The Dayton Aviation Heritage National Historical Park, National Aviation Heritage Alliance, and other local organizations hope to change that with their campaign to preserve the famous factory. As a result, in 2019, the twin buildings were placed on the National Register of Historic Places with the hope that one day guests will walk the old Wright Company factory floor where Ida Holdgreve sat at her sewing machine in one corner of the old building doing the “plane sewing” that helped build some of America’s first airplanes.

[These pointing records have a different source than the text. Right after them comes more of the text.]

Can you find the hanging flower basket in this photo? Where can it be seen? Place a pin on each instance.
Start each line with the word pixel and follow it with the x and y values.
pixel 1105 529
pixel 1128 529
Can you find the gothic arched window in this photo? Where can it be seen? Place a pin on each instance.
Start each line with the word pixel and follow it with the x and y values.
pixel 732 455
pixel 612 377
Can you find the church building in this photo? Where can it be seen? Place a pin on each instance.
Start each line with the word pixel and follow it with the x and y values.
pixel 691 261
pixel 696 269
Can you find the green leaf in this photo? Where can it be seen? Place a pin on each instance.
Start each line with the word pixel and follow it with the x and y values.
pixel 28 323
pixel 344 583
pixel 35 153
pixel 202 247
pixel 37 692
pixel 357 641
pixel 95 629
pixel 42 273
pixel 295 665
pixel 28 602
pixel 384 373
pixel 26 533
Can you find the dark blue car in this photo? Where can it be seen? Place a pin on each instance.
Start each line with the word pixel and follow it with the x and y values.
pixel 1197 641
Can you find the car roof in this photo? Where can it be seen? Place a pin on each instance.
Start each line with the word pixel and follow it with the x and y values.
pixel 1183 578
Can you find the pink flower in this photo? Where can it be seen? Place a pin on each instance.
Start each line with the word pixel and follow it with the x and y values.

But her story lives on in other unexpected ways. A piece of fabric and wood from the original 1903 Wright Flyer went to the moon with the crew of Apollo 11 during its first lunar landing mission in July 1969. And portions of original wood and fabric were on board the space shuttle Challenger, tragically destroyed on liftoff; some of the wood and fabric were actually recovered from the shuttle debris, and are now on display at the North Carolina Museum of History.
I learned recently that at the age of 19 my grandmother, Florence McClain (St John), was a seamstress in the factory in 1918. Her father James also applied, but we are unsure if he was employed there. I would love to know any history of this time period. She was an accomplished seamstress and I fondly remember we grandkids (13 of us) received a newly sewn set of flannel PJ’s every Christmas. She began this tradition in 1956 and continued until 1968 when grandpa passed. She never spoke of working in the factory, like Ida she was a selfless servant. She passed in 1983, two years before I earned my “wings” graduating flight school.
Coincidentally, my cousin David St John served in the Air Force as a B-52 pilot for 6 years, as well. I served in the Army National Guard from 1979-2000 serving as a Rotary Wing Pilot in Ohio and Hawaii (1985-1997).